In addition to the descriptive fields, there are operational fields for the file(s) being ingested:

  • Publish
    • Whether the item should be automatically published after ingest.
    • Default is "No".
    • To auto-publish, enter value of "Yes".
  • Hidden
    • Whether the item will appear in search/browse results for end users. Use this field to prevent users from discovering items that would be confusing outside some externally-determined context (such as video figures for a research paper or audio clips contextualized in an Omeka exhibit). Hidden items can also provide "security by obscurity" when it is desirable to provide easy access but you don't want to publicize the availability of the items. 
    • Default is "No".
    • To trigger hiding, enter value of "Yes".
    • Hidden items will still appear in search/browse results for those with ingest privileges.
  • File
    • Required file field.  Content files listed in the manifest file must have the correct path noted for where those files are located in the Avalon dropbox, relative to the manifest file.  Additionally, all content files must include a file extension. If necessary, include any directories or subdirectories (note the paths listed in columns D and F in the above example).
    • Repeatable
    • Label, Offset, and Skip Transcoding can be listed in any order following the file they are describing. Absolute Location can only be used following Skip Transcoding if Skip Transcoding is included and its value is set to "yes".
  • Label
    • Label is used for display in single item views. Recommended use is to reflect the content captured in digitized media files (such as the Part 1 and Part 2 of the piece performed or titles of songs).
    • Only repeatable following a file entry.
    • Editable after ingest in "Label" field of Manage Files page
  • Offset
    • Offset is used to set the thumbnail and poster image for the display in search/browse results and single item views. Must be entered between 00:00:00.000 and length of file.
    • Excel will automatically format hh:mm:ss into time. To circumvent this, begin time offset with a single quote, for example: '0:10 for 00:00:10 and '1:06 for 00:01:06.
    • Only repeatable following an additional file.
    • Default is 2 seconds into playback. 
    • Only applicable to video files. Audio files have a default thumbnail, offset will be ignored.
    • If a record contains multiple files, the first offset listed will set the thumbnail and poster image for the Avalon record.
    • Editable after ingest in "Poster Offset" field of Manage Files page or on the item preview page.
  • Skip Transcoding
    • Skip Transcoding is used if a pre-encoded derivative of the file is what is being uploaded to Avalon instead of the master version of the file. This presumes that the derivative(s) match the requirements explained in Avalon Derivatives. Master file location information should be included for complete object ingest. See Absolute Location (below) for further information.
    • Only repeatable following a file entry.
    • Valid values: “yes” or “no”
    • See section below for skipping transcoding with multiple quality levels of derivative.
  • Absolute Location
    • Absolute Location is used with Skip Transcoding to indicate the location of the master version of a video or audio file when the file uploaded to Avalon is a pre-encoded derivative.
    • Only repeatable following Skip Transcoding if Skip Transcoding is included and its value is set to “yes”.
    • If Skip Transcoding is set to “no” or not included, Absolute Location will be ignored.
    • Absolute Location should be the full URI path of the server housing the master version of the file.
  • Date Ingested
    • This represents the date the item was ingested into Avalon Media System.
    • This date will not be visible within the user interface to normal users.
    • For system administrators and collection managers, a Limit By facet with these values will be available for search/browse.
    • If this column is not included, Date Ingested will automatically be set to the day on which the ingest process is completed by Avalon.
    • Include a valid date with format 2015-12-31 in this column to override the value being automatically set by the system. 

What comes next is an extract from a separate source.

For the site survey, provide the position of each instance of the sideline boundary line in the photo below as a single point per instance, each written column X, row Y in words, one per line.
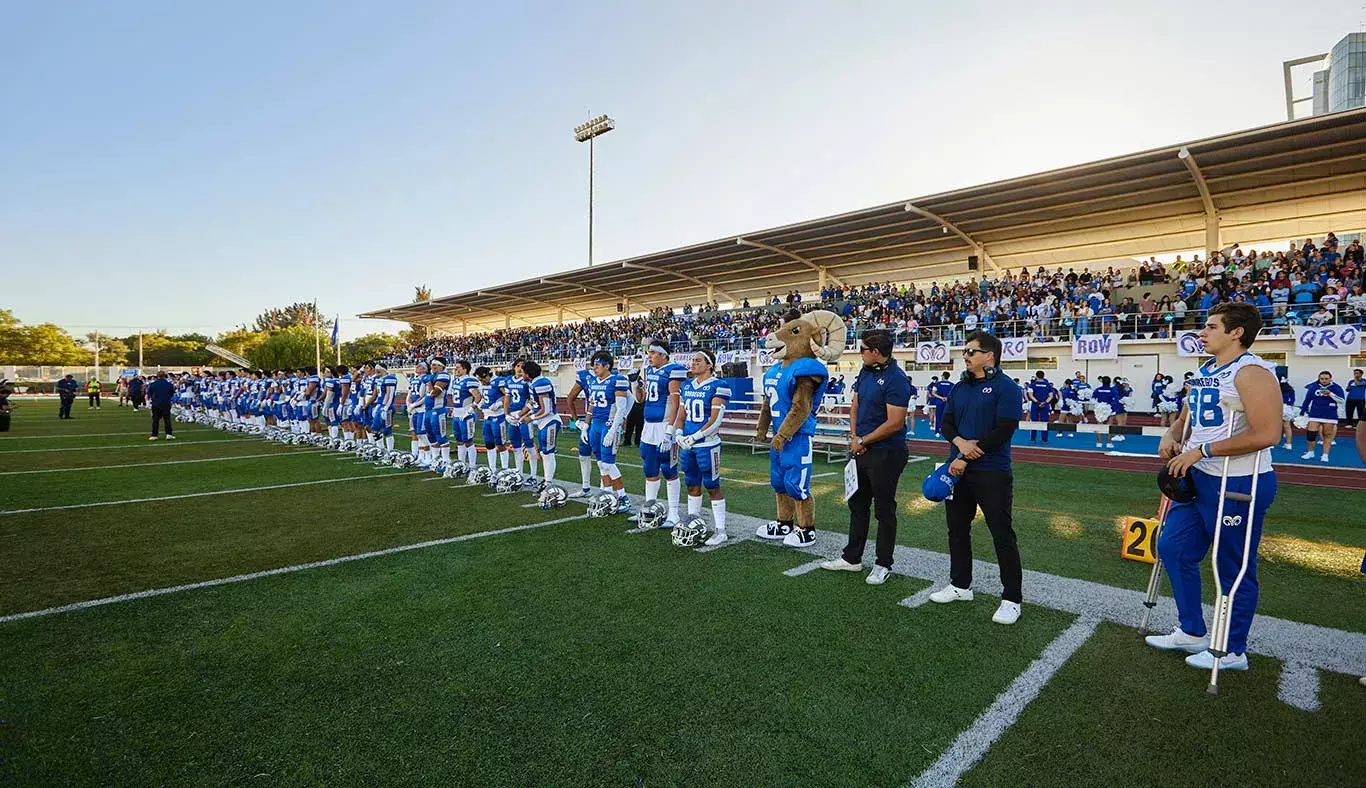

Multiple File Ingest of Different Quality Files For a Single Avalon Item

Avalon supports ingest of multiple derivatives that may be selected with the High/Medium/Low gear-buttons of the video player during playback (or High/Medium for audio). The “File” field in the manifest and the naming convention of the files in the Avalon dropbox directory must be formatted correctly for the batch ingest to be successful. Avalon will know what filename to look for from the manifest file, find the quality levels specified in the dropbox directory, and ingest the formatted files accordingly. It is not required to have all three quality tiers for multiple file ingest.

For a single Avalon item, input a filename in the “File” field and input “Yes” in the “Skip Transcoding” field of the manifest file. Add multiple files for this Avalon item to the dropbox directory. The “File” field as well as the file names of your different quality files in the Avalon dropbox directory must be formatted with the following convention:

File Name in Manifest Filefilename.mp4
Files in Dropbox Directoryfilename.high.mp4; filename.medium.mp4; filename.low.mp4

Please note that files must match this convention strictly; extra periods are not allowed. filename.test.high.mp4 is invalid; filename.high.mp4 is valid.

 

Example manifest file for multiple file ingest of different quality files for a single avalon item:

 

A

B

C

D

E

1

Michael's Third Test Batch

michael.klein@northwestern.edu

   

2

Title

Creator

Date Issued

File

Skip Transcoding

3

Multiple Quality Ingest

Klein, Michael B.

2015

content/filename.mp4

Yes

 

Adding structure files via batch

The Batch Ingest Package can include XML structure files. One structure XML file per media file. See the demo ingest package at the top of this page for an example structural XML file included in a batch.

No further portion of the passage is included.